Penjajahan adalah suatu sistem di mana suatu negara menguasai rakyat dan sumber daya negara lain tetapi masih tetap berhubungan dengan negara asal, istilah ini juga menunjuk kepada suatu himpunan keyakinan yang digunakan untuk melegitimasikan atau mempromosikan sistem ini, terutama kepercayaan bahwa moral dari pengkoloni lebih hebat ketimbang yang dikolonikan.
Kata penjajahan sangatlah tidak asing bagi masyarakat Indonesia karena memang jaman dulu jauh sebelum saya lahir, indonesia dijajah oleh Belanda dan Jepang. Walaupun sekarang indonesia sudah merdeka namun penjajahan tetap berlangsung hanya saja penjajahan jaman now berlangsung tidak dengan kontak fisik seperti pada jaman dahulu. Kali ini saya akan membahas tentang PERBEDAAN PENJAJAHAN JAMAN DULU & JAMAN NOW. 


§    PENJAJAHAN JAMAN DULU.

Saat masa penjajahan dulu kita harus mengandalkan fisik. Malam – malam harus secara diam – diam bersembunyi agar tidak di tangkap oleh penjajah. Dulu perjuangan harus melalui berperang terbuka menggunakan bambu runcing, menggunakan senjata.Tidak segan – segan para penjajah menembak atau lebih parahnya membunuh warga indonesia saat itu.
Karena Indonesia juga kaya akan rempah – rempah para penjajah juga tidak segan – segan mengambil SDA kita untuk di kirim ke negaranya. Memang sebenarnya tujuan dari penjajah tersebut adalah mengambil seluruh SDA dan SDM negara kita. Beberapa SDA yang mereka ambil adalah tembakau, dll. Tetapi mereka menguasai negara kita dengan cara memperbudak warga indonesia
Jaman dulu perekonomian indonesia termonopoli oleh penjajah contohnya Belanda memonopoli Jawa. Belanda memonopoli perdagangan komoditi-komoditi ekspor di Jawa. Terlebih lagi, pihak Belanda lah yang memutuskan jenis (dan jumlah) komoditi yang harus diproduksi oleh para petani Jawa. Secara umum, ini berarti para petani Jawa harus menyerahkan seperlima dari hasil panen mereka kepada Belanda. Sebagai gantinya, para petani menerima kompensasi dalam bentuk uang dengan harga yang ditentukan Belanda tanpa memperhitungkan harga komoditi di pasaran dunia.
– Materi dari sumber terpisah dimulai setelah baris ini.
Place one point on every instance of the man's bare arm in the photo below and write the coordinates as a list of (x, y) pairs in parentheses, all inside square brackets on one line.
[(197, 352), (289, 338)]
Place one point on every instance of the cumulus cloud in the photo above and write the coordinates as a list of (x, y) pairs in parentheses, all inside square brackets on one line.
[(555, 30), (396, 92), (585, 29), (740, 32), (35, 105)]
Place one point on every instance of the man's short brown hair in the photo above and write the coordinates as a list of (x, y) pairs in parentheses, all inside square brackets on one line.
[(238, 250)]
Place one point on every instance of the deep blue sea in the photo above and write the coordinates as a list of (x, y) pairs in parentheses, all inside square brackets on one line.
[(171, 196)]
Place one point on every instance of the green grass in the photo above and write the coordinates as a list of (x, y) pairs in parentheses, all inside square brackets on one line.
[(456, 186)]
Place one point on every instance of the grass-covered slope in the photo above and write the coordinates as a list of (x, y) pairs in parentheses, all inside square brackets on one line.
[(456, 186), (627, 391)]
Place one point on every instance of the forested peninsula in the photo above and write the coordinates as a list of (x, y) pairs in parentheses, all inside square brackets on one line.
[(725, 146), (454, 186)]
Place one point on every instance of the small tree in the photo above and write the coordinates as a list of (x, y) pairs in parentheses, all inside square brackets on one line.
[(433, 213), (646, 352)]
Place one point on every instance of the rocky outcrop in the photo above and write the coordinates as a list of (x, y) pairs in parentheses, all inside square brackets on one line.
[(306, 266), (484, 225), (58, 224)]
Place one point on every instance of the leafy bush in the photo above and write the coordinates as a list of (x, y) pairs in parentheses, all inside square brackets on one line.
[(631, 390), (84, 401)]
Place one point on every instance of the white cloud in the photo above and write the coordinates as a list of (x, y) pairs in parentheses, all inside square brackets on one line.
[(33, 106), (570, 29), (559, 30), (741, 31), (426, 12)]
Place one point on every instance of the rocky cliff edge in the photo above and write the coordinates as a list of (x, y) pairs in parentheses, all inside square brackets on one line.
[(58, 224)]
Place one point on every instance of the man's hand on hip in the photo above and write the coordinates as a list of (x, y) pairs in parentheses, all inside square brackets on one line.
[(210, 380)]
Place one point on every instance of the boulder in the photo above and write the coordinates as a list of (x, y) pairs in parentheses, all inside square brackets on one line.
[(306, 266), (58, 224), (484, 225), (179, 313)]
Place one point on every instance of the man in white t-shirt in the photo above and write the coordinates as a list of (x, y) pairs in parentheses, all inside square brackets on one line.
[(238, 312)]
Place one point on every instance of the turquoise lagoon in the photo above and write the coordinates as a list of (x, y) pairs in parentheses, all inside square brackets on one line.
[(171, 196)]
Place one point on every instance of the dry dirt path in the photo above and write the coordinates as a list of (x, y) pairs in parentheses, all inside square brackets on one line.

Para pejabat Belanda dan Jawa menerima bonus bila residensi mereka mengirimkan lebih banyak hasil panen dari waktu sebelumnya, maka mendorong intervensi top-down dan penindasan. Selain pemaksaan penanaman dan kerja rodi, pajak tanah Raffles juga masih berlaku. Sistem Tanam Paksa menghasilkan kesuksesan keuangan. Antara tahun 1832 dan 1852, sekitar 19% dari total pendapatan pemerintah Belanda berasal dari koloni Jawa. Antara tahun 1860 dan 1866, angka ini bertambah menjadi 33%.

§    PENJAJAHAN JAMAN NOW


Penjajahan jaman now memiliki konteks yang sangat berbeda dengan dulu. Jaman dulu terjadi kontak fisik tetapi sekarang tidak. Mungkin banyak orang berpikir bahwa kita sudah merdeka tapi nyatanya Indonesia belum benar – benar terlepas dari penjajahan. 
Contoh yang pertama adalah Korupsi. Para pemimpin yang terus mengambil uang rakyat yang bukan hak mereka. Korupsi merupakan suatu hal yang benar-benar menghambat kemajuan bangsa Indonesia dan anehnya mereka sadar bahwa mereka salah tapi tetap saja senyuman tak hilang dari wajahnya atau bahkan tidak malu
Contoh yang kedua adalah masyarakat yang enggan memakai produk buatan Indonesia. Mereka berpikir bahwa produk luar negeri lebih dipandang orang dan bisa menaikan derajat suatu individu, serta produk dalam negeri yang kurang diminati masyarakat. banyak remaja yang gengsi memiliki barang dari negara sendiri.
Contoh lainnya adalah karena teknologi berkembang secara pesat, maka setiap individu pasti memiliki handphone. setiap hari handphone digenggam ditangan. Namun inilah yang menyebabkan generasi kita adalah generasi "nunduk". Setiao bertemu hanya bermain handphone tidak bercengkrama. 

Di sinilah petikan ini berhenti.